Mohamed Achamlane in front of a banner at a demonstration in Paris, 27 January 2012 Image copyright AFP
Image caption Mohamed Achamlane, the leader of Forsane Alizza, is among 19 people arrested on Friday

Forsane Alizza (Knights of Pride) is known in France more for its provocative statements and propaganda videos than for any acts of violence.

The group has called for Islamic Sharia law to be introduced worldwide, and for France to become an Islamic caliphate.

Since its formation in 2010, it has staged protests on issues including the ban on wearing the veil in public.

Following a government investigation, the group was banned by Interior Minister Claude Gueant in February.

He accused it of being an armed militia, in violation of the principles of the French Republic.

Forsane Alizza had posted a message saying it was looking for new members, "above all soldiers", who were already adept at "combat sports".

The group's leader Mohamed Achamlane said at the time that this did not necessarily mean it was going to put armed men in uniform.

He is among those arrested in raids on suspected Islamic militants on Friday, as a result of investigations into possible accomplices of Mohamed Merah, who shot dead seven people earlier this month.

During the raid weapons were found at his home, according to police sources speaking to AFP news agency.

Penal code burnt

Following the shootings in Toulouse and Mountauban, the French TV station BFM said it had information that Mohamed Merah was associated with Forsane Alizza.

Shortly after the group was banned by the government, Mr Achamlane said that if Islamophobia continued to intensify it might be necessary to respond with violence.
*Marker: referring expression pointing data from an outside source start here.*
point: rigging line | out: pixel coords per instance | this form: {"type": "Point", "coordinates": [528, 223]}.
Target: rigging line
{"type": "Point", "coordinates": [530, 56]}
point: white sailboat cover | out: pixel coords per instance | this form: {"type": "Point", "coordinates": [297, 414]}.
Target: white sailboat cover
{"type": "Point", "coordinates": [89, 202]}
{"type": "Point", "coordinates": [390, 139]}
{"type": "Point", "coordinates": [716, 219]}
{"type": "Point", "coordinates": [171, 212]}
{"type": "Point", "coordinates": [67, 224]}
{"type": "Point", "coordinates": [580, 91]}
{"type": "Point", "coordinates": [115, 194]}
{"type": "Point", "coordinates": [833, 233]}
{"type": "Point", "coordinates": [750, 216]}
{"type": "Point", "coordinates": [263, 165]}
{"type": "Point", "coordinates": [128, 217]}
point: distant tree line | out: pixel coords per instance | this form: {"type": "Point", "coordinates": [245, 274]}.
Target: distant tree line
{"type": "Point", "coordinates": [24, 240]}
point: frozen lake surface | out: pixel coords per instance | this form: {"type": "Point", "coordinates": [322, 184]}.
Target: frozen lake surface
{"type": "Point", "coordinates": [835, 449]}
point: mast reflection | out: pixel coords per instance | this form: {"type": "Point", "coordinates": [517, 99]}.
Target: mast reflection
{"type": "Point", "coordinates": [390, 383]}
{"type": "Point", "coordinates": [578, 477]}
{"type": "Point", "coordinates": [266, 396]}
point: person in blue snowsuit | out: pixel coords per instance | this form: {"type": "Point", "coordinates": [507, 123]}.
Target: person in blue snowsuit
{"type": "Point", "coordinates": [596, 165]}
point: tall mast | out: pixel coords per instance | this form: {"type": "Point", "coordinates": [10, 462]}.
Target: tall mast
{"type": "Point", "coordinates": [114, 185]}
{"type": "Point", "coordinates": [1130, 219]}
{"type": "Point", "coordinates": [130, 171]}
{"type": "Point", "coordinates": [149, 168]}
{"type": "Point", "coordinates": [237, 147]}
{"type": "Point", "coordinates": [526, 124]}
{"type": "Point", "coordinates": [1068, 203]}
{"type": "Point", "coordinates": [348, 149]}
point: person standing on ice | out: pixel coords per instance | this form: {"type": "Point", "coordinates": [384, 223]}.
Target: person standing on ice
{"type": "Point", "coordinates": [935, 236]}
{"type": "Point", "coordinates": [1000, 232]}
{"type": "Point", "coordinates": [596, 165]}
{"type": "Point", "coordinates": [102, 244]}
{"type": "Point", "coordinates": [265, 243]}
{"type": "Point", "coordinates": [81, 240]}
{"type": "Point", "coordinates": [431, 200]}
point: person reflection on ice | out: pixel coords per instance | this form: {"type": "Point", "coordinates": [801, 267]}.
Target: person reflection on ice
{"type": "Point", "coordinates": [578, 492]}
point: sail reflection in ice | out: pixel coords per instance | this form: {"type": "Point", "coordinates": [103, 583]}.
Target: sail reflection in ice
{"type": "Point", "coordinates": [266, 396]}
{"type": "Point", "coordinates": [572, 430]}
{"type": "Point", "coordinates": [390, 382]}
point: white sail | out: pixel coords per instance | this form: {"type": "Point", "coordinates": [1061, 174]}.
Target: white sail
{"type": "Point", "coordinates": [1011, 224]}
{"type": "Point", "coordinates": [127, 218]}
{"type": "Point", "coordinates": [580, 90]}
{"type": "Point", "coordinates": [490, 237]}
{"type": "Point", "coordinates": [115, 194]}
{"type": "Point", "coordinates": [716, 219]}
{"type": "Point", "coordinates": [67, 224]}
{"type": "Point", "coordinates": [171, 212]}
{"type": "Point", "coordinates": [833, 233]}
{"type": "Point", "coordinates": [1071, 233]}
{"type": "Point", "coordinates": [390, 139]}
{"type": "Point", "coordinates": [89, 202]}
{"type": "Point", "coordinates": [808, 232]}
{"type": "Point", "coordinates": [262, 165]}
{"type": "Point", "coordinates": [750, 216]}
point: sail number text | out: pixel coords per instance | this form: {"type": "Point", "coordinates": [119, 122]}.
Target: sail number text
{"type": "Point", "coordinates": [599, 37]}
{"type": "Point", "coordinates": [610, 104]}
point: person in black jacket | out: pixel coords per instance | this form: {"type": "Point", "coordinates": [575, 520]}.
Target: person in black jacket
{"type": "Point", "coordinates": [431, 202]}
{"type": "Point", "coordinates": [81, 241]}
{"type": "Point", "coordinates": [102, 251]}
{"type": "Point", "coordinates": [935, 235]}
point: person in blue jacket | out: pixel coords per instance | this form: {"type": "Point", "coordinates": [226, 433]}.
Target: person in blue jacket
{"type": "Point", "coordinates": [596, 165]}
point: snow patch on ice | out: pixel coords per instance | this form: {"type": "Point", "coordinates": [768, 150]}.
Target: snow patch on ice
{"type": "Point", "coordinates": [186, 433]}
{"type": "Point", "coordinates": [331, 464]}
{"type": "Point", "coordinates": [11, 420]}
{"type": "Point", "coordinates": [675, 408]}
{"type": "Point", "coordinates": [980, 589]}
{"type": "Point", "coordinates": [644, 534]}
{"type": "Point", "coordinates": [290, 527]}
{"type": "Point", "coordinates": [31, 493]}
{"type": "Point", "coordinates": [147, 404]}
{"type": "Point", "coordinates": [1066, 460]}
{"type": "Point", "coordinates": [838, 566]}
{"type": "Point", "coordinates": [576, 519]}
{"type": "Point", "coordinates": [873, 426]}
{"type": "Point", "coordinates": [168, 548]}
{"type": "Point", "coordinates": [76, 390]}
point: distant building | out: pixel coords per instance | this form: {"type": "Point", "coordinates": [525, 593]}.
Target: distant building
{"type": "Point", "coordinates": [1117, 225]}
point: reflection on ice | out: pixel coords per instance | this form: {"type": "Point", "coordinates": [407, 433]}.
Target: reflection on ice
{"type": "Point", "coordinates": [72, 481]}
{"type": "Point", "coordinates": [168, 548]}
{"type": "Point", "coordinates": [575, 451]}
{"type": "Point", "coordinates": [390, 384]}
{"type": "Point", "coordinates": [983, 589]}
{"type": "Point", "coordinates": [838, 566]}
Mr Achamlane has also used the name Abu Hamza, the uncle of the prophet Mohammed.

It may also be a reference to Abu Hamza al-Masri, the radical former cleric at Finsbury Park mosque in London, who is serving a seven-year sentence in Britain for inciting racial hatred.
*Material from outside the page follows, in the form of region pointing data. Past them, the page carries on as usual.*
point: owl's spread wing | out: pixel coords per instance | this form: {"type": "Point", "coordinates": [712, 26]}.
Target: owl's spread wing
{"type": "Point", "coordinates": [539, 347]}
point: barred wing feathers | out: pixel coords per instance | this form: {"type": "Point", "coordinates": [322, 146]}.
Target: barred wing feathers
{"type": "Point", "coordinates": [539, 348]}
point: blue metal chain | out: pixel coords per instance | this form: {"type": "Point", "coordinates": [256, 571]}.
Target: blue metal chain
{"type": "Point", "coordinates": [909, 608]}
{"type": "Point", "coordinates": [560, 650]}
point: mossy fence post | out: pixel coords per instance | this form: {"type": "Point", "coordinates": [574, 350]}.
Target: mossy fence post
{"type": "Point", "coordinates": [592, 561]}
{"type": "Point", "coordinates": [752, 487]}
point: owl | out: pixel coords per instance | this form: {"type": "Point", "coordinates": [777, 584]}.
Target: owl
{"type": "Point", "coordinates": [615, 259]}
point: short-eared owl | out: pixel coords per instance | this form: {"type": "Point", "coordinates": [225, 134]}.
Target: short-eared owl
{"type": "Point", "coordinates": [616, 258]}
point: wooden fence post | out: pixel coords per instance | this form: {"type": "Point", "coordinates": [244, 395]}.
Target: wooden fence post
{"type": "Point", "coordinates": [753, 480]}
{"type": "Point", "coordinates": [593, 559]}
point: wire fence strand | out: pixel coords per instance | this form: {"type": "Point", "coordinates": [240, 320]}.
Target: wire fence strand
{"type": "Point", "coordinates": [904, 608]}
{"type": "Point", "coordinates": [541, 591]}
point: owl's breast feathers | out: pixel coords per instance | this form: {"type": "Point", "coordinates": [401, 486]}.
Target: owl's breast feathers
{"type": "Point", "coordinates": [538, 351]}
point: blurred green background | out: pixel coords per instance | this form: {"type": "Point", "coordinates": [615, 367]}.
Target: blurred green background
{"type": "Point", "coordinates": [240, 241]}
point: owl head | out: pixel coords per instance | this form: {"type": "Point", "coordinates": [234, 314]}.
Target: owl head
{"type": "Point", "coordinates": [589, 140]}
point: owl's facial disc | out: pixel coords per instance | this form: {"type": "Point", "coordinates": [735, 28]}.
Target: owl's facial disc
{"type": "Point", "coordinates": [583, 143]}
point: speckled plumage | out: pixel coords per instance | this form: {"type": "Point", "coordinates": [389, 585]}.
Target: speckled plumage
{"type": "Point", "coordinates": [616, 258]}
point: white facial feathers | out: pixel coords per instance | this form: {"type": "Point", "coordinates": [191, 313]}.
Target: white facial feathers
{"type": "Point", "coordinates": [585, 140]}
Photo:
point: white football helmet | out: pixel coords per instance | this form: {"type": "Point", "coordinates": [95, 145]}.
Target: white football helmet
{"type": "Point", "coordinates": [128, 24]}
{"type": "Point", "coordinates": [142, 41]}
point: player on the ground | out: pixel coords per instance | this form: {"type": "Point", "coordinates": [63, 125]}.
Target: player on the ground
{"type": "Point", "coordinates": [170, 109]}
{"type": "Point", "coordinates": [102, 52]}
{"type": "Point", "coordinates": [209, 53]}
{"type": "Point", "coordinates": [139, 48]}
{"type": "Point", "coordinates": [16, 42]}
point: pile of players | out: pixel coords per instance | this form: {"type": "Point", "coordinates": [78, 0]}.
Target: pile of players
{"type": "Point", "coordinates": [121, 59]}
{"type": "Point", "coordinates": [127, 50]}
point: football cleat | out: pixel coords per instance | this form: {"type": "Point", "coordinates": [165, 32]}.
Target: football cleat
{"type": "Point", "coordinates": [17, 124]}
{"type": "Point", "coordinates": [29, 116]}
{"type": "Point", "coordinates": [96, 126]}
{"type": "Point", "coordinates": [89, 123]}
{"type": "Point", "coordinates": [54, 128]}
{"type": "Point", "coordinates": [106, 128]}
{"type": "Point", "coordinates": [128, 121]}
Forsane Alizza was only believed to have around 100 members or fewer.

Its first known action was by a dozen people who invaded a McDonald's in Limoges in June 2010, shouting anti-Semitic slogans.

Later in 2010, it also staged protests against plans by the American pastor Terry Jones to burn the Koran.

In August 2011, Mohamed Achamlane burnt the French penal code during a demonstration against the ban on wearing the veil in public.

He said the penal code did not contain anything to protect Muslims.

Although its website is no longer accessible, French newspapers say Forsane Alizza's videos can still be found on the internet.